Sulla scia di X, il social decentralizzato Bluesky estende l’accessibilità alla sua spunta blu. Ecco come funziona

morghy il robottino giornalista
Morghy, il robottino giornalista

A gennaio 2025 Bluesky ha annunciato di aver raggiunto i 30 milioni di utenti mensili attivi, un numero modesto se confrontato con i 500 milioni stimati di X. Nonostante la differenza in termini di dimensioni, Bluesky punta a consolidare il suo ruolo come social decentralizzato, con un’attenzione particolare all’autenticità e alla verifica degli account. Infatti, di recente, Bluesky ha deciso di aprire a chiunque la possibilità di richiedere la verifica degli account, ovvero la cosiddetta spunta blu.

Bluesky contro X: il social decentralizzato estende la spunta blu

Come riporta l’ANSA, Bluesky, il social network decentralizzato che non è controllato da una singola azienda ma dai server degli iscritti, ha deciso di aprire a tutti la possibilità di ottenere la spunta blu. Fino a poco tempo fa, la verifica era riservata solo a persone note, ma ora è stato pubblicato un modulo online che permette a chiunque di fare richiesta per il badge di verifica.
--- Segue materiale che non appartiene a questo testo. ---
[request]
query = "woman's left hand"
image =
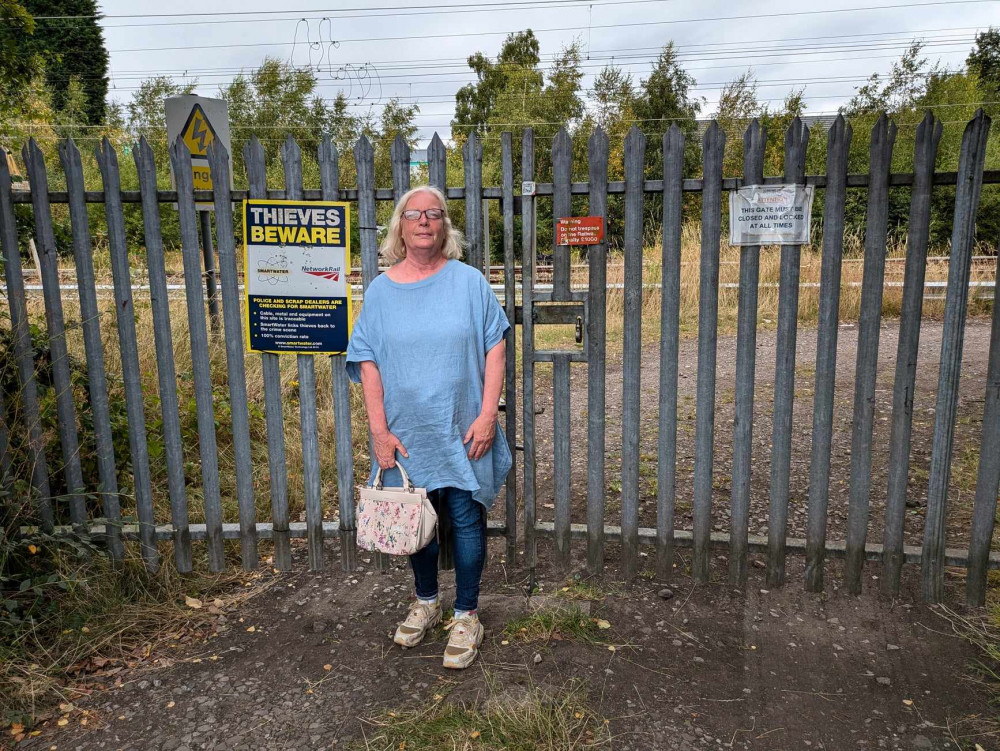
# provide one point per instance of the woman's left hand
(481, 433)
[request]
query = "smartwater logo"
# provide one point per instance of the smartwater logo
(330, 273)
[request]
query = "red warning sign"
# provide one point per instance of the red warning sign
(580, 230)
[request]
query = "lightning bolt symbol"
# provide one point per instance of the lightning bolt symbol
(200, 133)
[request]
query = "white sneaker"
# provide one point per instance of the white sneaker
(419, 619)
(463, 643)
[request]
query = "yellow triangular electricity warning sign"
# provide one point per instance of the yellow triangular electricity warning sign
(198, 132)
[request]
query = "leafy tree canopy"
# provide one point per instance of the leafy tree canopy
(72, 48)
(18, 63)
(984, 61)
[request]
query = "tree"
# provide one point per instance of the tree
(984, 61)
(665, 97)
(737, 106)
(277, 100)
(72, 47)
(904, 84)
(475, 102)
(18, 63)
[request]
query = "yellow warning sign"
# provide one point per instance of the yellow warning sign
(198, 132)
(198, 122)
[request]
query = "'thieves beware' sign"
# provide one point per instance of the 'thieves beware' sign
(297, 265)
(200, 122)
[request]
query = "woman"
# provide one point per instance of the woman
(428, 350)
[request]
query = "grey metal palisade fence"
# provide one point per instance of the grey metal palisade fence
(534, 306)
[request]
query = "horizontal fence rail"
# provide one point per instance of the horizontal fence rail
(615, 187)
(114, 501)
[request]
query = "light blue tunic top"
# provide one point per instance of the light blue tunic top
(429, 340)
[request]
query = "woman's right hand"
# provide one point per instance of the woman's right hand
(386, 446)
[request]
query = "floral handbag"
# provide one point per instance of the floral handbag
(397, 521)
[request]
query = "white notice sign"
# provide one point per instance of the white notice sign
(770, 215)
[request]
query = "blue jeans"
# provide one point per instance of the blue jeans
(468, 534)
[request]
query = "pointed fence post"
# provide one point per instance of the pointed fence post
(796, 142)
(869, 326)
(24, 350)
(364, 160)
(597, 313)
(713, 148)
(180, 157)
(925, 152)
(107, 161)
(970, 183)
(754, 140)
(837, 150)
(253, 157)
(291, 160)
(510, 306)
(61, 378)
(635, 156)
(218, 160)
(329, 173)
(91, 324)
(166, 371)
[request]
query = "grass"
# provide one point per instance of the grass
(530, 719)
(546, 624)
(92, 618)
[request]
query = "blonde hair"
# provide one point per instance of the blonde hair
(393, 250)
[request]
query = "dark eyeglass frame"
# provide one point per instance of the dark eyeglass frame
(413, 215)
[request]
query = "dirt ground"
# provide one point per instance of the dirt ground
(968, 429)
(708, 668)
(309, 663)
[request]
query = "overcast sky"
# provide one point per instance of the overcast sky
(417, 51)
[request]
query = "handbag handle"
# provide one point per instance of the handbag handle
(407, 485)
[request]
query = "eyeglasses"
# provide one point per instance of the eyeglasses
(432, 215)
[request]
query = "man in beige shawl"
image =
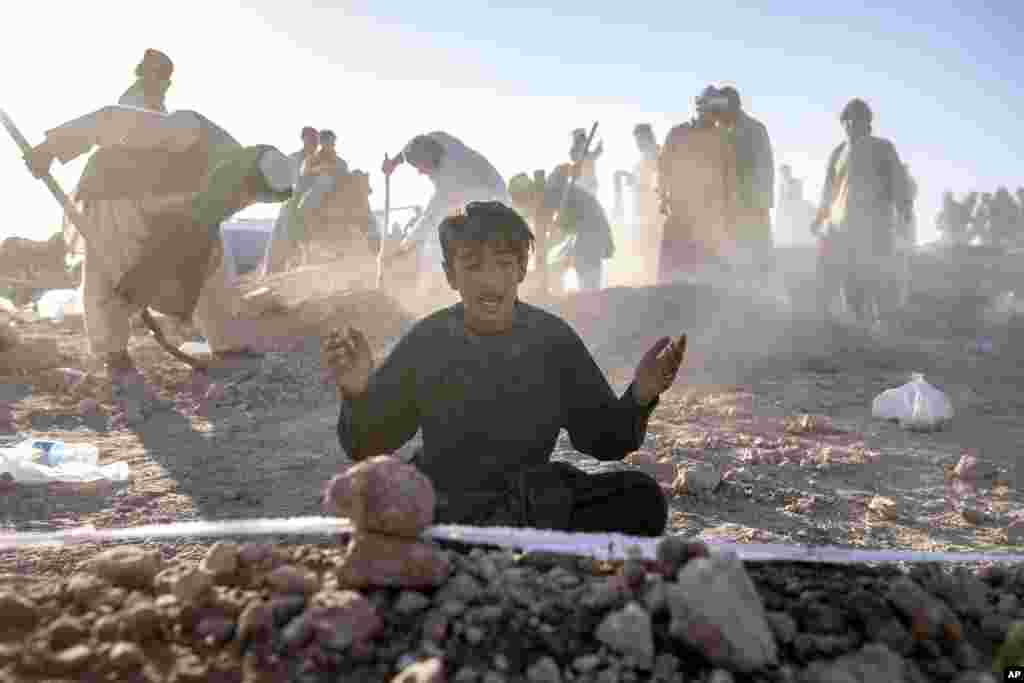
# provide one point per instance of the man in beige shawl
(864, 198)
(150, 164)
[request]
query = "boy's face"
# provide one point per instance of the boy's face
(487, 275)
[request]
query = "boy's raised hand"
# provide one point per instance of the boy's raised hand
(349, 358)
(657, 369)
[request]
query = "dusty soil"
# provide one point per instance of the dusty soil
(264, 443)
(265, 452)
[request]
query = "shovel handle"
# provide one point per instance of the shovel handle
(58, 194)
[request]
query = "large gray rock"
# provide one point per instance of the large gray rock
(629, 632)
(929, 616)
(872, 663)
(716, 609)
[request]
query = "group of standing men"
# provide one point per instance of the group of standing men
(994, 219)
(329, 206)
(707, 194)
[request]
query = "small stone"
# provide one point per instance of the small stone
(975, 677)
(1015, 531)
(453, 608)
(883, 508)
(1008, 604)
(293, 580)
(141, 623)
(128, 566)
(872, 663)
(221, 560)
(107, 629)
(189, 669)
(783, 626)
(252, 554)
(298, 633)
(698, 480)
(629, 632)
(383, 495)
(666, 666)
(466, 675)
(126, 656)
(428, 671)
(720, 676)
(545, 670)
(435, 627)
(65, 632)
(193, 586)
(88, 407)
(255, 623)
(586, 663)
(461, 587)
(285, 608)
(216, 629)
(716, 608)
(346, 619)
(929, 615)
(75, 658)
(411, 602)
(19, 613)
(375, 560)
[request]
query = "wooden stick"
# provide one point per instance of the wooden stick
(76, 216)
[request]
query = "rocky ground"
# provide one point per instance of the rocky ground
(766, 437)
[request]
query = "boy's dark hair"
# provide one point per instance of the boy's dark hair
(856, 110)
(483, 221)
(643, 130)
(424, 151)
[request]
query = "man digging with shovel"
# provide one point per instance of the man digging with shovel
(152, 200)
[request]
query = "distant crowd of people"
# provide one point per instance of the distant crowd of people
(987, 218)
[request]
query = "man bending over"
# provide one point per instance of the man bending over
(492, 381)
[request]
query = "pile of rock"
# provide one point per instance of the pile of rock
(390, 504)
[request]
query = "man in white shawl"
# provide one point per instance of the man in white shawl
(865, 199)
(460, 175)
(280, 246)
(157, 181)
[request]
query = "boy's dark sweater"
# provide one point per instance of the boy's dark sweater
(491, 406)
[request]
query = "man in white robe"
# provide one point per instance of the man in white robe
(150, 167)
(864, 199)
(280, 247)
(460, 175)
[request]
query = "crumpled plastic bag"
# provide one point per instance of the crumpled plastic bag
(916, 406)
(24, 463)
(55, 304)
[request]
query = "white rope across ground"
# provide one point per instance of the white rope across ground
(597, 546)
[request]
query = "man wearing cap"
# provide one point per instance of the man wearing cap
(588, 165)
(158, 187)
(153, 79)
(755, 183)
(280, 248)
(460, 174)
(697, 182)
(865, 196)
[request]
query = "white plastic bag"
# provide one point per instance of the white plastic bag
(27, 464)
(915, 406)
(57, 303)
(196, 348)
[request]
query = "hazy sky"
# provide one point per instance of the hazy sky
(512, 81)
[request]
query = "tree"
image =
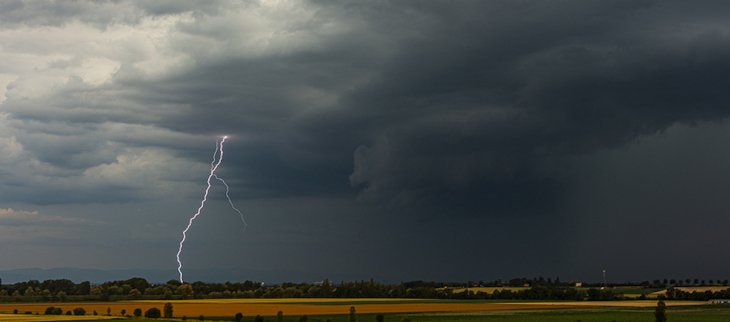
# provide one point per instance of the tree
(353, 318)
(660, 315)
(168, 310)
(152, 313)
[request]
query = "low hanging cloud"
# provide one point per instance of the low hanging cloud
(476, 107)
(11, 217)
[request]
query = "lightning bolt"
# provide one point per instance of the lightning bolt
(213, 166)
(231, 202)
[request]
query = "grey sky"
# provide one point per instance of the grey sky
(446, 140)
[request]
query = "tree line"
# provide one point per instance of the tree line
(139, 288)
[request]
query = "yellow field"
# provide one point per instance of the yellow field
(489, 290)
(269, 307)
(699, 289)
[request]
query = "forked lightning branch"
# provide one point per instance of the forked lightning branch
(217, 159)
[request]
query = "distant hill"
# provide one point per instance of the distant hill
(220, 275)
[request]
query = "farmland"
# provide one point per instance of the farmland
(335, 307)
(489, 290)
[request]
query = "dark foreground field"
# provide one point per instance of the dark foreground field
(697, 313)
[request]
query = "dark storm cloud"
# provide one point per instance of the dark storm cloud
(459, 107)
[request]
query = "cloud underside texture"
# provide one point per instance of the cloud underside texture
(473, 107)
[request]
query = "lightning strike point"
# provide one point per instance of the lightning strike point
(213, 166)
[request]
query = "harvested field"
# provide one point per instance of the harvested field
(269, 307)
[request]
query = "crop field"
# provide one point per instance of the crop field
(298, 307)
(41, 317)
(690, 289)
(489, 290)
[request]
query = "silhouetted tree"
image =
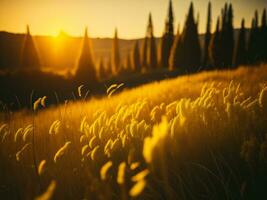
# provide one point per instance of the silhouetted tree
(253, 45)
(108, 67)
(190, 44)
(29, 54)
(263, 37)
(151, 45)
(136, 58)
(215, 47)
(240, 55)
(115, 54)
(101, 70)
(226, 37)
(229, 37)
(167, 39)
(85, 70)
(175, 59)
(144, 52)
(207, 38)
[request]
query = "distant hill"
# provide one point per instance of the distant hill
(61, 52)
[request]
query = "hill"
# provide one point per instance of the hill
(210, 143)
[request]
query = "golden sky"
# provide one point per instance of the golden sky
(48, 17)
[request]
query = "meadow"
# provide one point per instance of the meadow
(200, 136)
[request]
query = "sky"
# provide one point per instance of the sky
(49, 17)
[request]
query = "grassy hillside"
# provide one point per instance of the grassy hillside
(194, 137)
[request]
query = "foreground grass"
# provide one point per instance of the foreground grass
(194, 137)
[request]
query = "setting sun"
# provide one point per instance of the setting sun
(133, 99)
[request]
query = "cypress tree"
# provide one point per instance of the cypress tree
(223, 39)
(215, 47)
(240, 55)
(101, 70)
(228, 37)
(263, 37)
(144, 52)
(115, 54)
(136, 64)
(151, 47)
(253, 45)
(207, 38)
(190, 44)
(175, 59)
(85, 70)
(29, 54)
(167, 39)
(108, 67)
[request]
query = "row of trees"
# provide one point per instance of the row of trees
(181, 51)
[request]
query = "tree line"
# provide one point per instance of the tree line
(176, 51)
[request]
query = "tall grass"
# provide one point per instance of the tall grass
(194, 137)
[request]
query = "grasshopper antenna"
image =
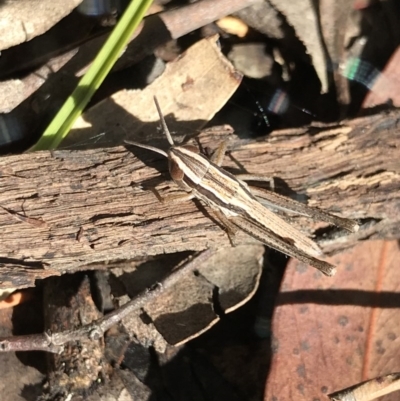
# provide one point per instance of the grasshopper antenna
(163, 123)
(165, 130)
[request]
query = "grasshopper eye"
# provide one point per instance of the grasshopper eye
(176, 172)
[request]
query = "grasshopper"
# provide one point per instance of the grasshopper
(238, 206)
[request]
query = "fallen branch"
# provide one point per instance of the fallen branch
(97, 206)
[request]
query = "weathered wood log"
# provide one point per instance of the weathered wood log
(65, 211)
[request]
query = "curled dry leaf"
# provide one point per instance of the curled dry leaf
(330, 334)
(192, 88)
(23, 20)
(223, 282)
(303, 16)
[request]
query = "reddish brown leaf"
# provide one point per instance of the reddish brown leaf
(330, 333)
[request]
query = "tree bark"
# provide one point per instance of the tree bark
(66, 211)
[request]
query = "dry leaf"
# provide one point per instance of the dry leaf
(226, 280)
(23, 20)
(304, 18)
(192, 89)
(333, 333)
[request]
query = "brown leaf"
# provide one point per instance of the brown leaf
(305, 21)
(333, 333)
(24, 19)
(226, 280)
(191, 89)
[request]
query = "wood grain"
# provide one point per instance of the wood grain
(96, 206)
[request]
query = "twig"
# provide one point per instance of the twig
(369, 390)
(53, 342)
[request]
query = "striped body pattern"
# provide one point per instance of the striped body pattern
(240, 207)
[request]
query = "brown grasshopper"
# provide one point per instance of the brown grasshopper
(238, 206)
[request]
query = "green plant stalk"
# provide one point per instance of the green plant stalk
(73, 107)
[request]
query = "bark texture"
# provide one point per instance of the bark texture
(65, 211)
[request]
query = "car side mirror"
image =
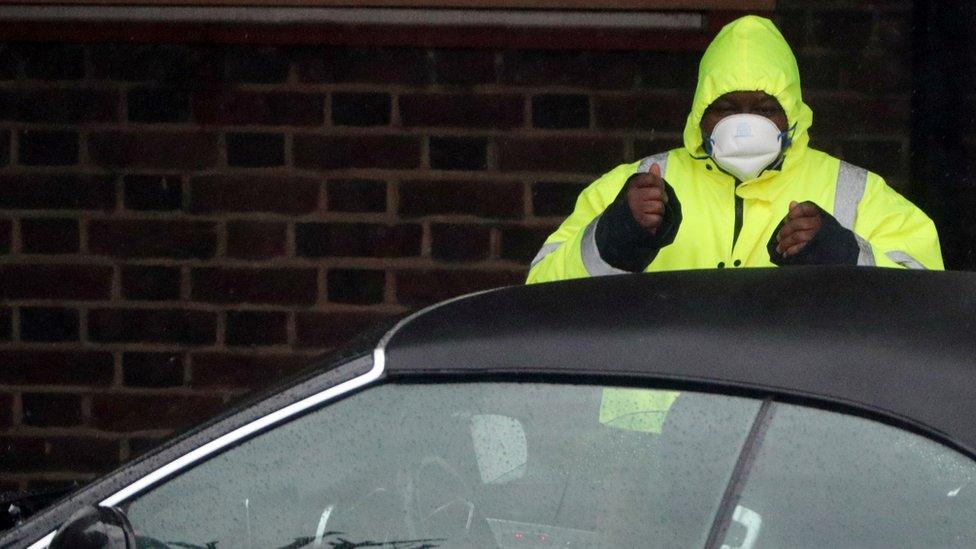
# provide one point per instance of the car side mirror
(500, 447)
(95, 527)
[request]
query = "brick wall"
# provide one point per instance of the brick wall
(182, 224)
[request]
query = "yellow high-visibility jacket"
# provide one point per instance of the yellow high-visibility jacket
(748, 54)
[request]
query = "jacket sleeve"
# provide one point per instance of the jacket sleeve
(564, 252)
(893, 232)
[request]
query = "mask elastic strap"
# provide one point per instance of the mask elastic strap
(786, 136)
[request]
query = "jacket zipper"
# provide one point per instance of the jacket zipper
(738, 216)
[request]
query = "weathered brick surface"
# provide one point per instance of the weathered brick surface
(153, 192)
(46, 281)
(34, 367)
(47, 148)
(46, 235)
(152, 238)
(152, 325)
(184, 222)
(367, 151)
(150, 283)
(289, 195)
(256, 239)
(224, 285)
(48, 324)
(357, 240)
(254, 328)
(501, 111)
(356, 195)
(51, 409)
(359, 286)
(125, 412)
(153, 150)
(155, 370)
(259, 108)
(239, 370)
(483, 199)
(56, 191)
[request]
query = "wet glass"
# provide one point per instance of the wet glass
(823, 479)
(462, 465)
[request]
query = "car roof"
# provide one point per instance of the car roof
(897, 343)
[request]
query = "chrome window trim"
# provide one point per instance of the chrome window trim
(278, 416)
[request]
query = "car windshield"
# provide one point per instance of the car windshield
(465, 465)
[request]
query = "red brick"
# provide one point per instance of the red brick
(450, 242)
(6, 235)
(152, 238)
(6, 324)
(80, 282)
(6, 410)
(56, 191)
(141, 412)
(255, 240)
(570, 68)
(357, 240)
(356, 195)
(462, 110)
(55, 368)
(409, 66)
(50, 453)
(186, 150)
(260, 64)
(48, 324)
(521, 243)
(243, 370)
(64, 106)
(853, 113)
(663, 112)
(324, 152)
(588, 155)
(357, 286)
(290, 195)
(424, 287)
(647, 147)
(51, 409)
(53, 61)
(331, 330)
(457, 67)
(152, 325)
(150, 283)
(155, 370)
(555, 198)
(668, 70)
(259, 108)
(253, 328)
(499, 199)
(170, 63)
(49, 235)
(292, 286)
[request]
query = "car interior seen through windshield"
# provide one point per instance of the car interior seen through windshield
(546, 465)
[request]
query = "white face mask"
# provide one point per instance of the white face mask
(745, 144)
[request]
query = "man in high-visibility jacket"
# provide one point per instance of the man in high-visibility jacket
(745, 190)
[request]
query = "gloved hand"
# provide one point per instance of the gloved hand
(647, 198)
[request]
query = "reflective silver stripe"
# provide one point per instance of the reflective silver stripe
(904, 260)
(545, 250)
(594, 264)
(660, 159)
(865, 256)
(851, 181)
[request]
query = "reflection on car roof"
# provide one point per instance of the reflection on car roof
(901, 343)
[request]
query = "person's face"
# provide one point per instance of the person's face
(754, 102)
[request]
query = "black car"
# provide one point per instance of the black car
(794, 407)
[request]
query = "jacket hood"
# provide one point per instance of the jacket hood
(749, 54)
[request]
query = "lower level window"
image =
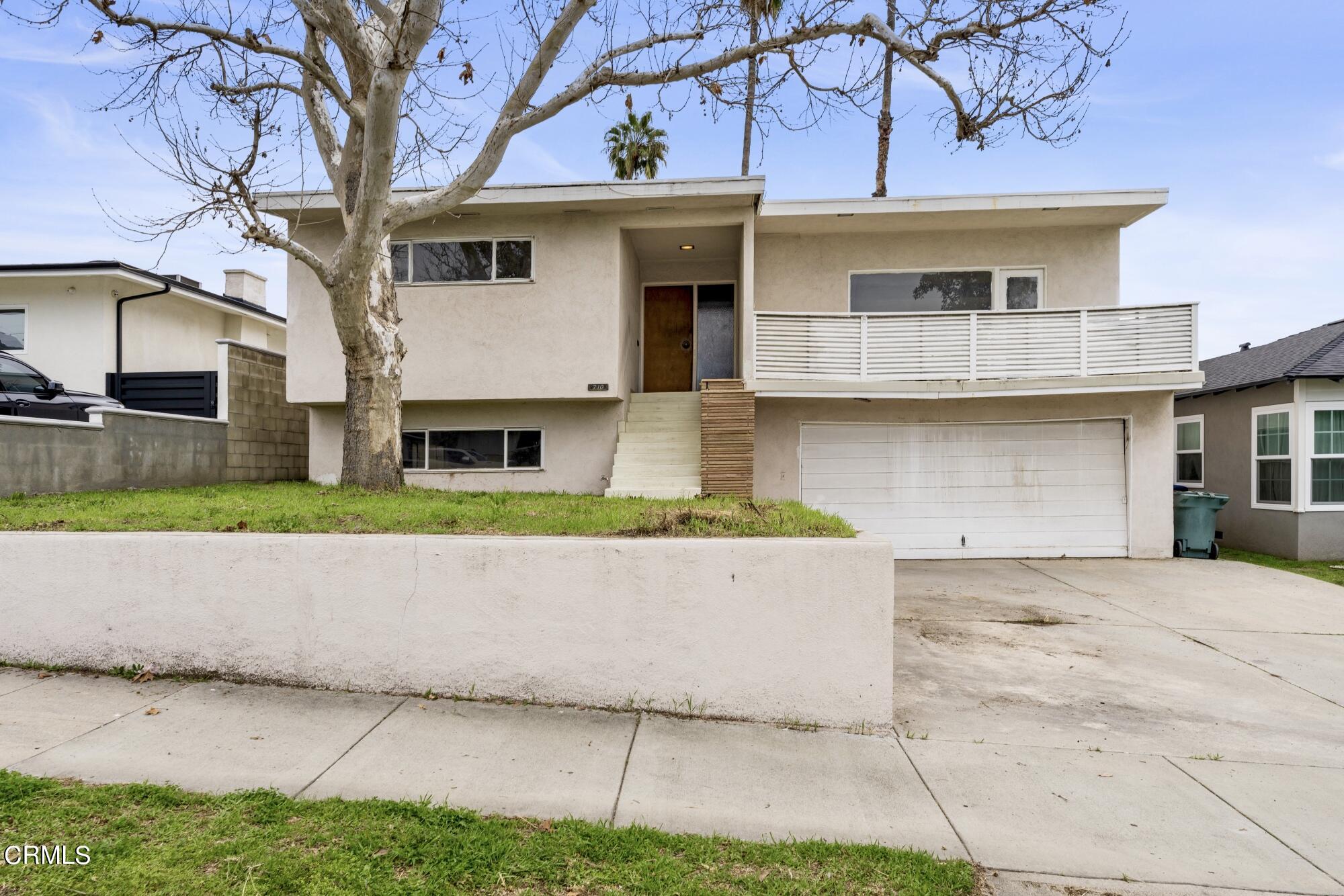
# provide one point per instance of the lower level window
(472, 449)
(1273, 461)
(1329, 455)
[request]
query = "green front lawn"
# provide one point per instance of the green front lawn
(144, 839)
(307, 507)
(1323, 570)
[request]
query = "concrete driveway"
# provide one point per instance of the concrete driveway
(1088, 722)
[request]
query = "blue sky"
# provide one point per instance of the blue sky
(1245, 128)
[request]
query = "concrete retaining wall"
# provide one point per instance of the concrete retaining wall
(749, 628)
(116, 449)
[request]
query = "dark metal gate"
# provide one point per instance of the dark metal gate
(192, 393)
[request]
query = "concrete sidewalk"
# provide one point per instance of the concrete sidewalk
(685, 776)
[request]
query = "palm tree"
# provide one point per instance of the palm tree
(636, 148)
(756, 10)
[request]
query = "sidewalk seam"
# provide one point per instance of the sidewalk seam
(626, 768)
(935, 799)
(346, 753)
(1228, 803)
(1159, 883)
(100, 727)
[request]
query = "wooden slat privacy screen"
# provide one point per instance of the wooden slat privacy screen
(728, 439)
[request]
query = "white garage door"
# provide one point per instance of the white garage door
(975, 490)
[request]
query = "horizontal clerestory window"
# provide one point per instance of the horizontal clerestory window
(463, 261)
(510, 449)
(1013, 289)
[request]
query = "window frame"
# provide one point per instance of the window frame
(494, 241)
(28, 330)
(998, 287)
(1310, 453)
(1193, 418)
(1256, 459)
(506, 431)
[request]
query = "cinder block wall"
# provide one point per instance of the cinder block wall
(268, 437)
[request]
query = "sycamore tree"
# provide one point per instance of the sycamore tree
(361, 96)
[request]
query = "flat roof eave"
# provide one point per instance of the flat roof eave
(1100, 208)
(587, 195)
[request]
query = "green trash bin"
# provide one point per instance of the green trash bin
(1195, 517)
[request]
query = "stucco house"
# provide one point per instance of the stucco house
(1268, 431)
(112, 328)
(951, 373)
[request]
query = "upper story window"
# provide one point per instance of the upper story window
(974, 289)
(14, 330)
(1190, 451)
(463, 261)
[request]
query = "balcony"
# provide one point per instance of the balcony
(976, 346)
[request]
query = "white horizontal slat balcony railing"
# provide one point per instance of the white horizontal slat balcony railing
(976, 346)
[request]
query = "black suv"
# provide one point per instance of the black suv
(26, 393)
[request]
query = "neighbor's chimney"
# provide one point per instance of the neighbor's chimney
(247, 285)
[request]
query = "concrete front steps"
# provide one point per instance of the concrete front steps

Questa novità arriva come una risposta diretta a X (ex Twitter), che, dopo l’acquisizione da parte di Elon Musk nel 2022, ha introdotto piani in abbonamento che garantiscono la spunta blu automaticamente a chi li sottoscrive. Bluesky, invece, vuole mantenere un processo di verifica più rigoroso, pur estendendolo a un pubblico più ampio.

Chi può richiedere la spunta blu di Bluesky, e quali sono i requisiti?

La funzione di verifica di Bluesky è pensata principalmente per operatori di media, giornalisti e agenzie, ma il modulo di domanda è aperto anche ad altre figure che ritengano di poter avere un profilo autentico e meritevole del badge.

Le linee guida di Bluesky richiedono che l’account candidato alla verifica sia attivo, completo di biografia e foto profilo e rappresenti una persona reale, un’azienda registrata, un’organizzazione o un’entità legittima. L’account deve essere inoltre noto nel proprio settore e nella propria area geografica. L’azienda terrà conto di vari indicatori per decidere chi riceverà la spunta blu: dal riconoscimento professionale alla copertura mediatica, fino ad altre prove di interesse pubblico.

Il badge di verifica, da strumento riservato a pochi, diventa quindi un modo per rafforzare la fiducia e la trasparenza sulla piattaforma. Questo cambiamento potrebbe incentivare un aumento di utenti qualificati e aumentare il valore percepito dei profili verificati, rispondendo così alle strategie di X e differenziandosi con una proposta più selettiva.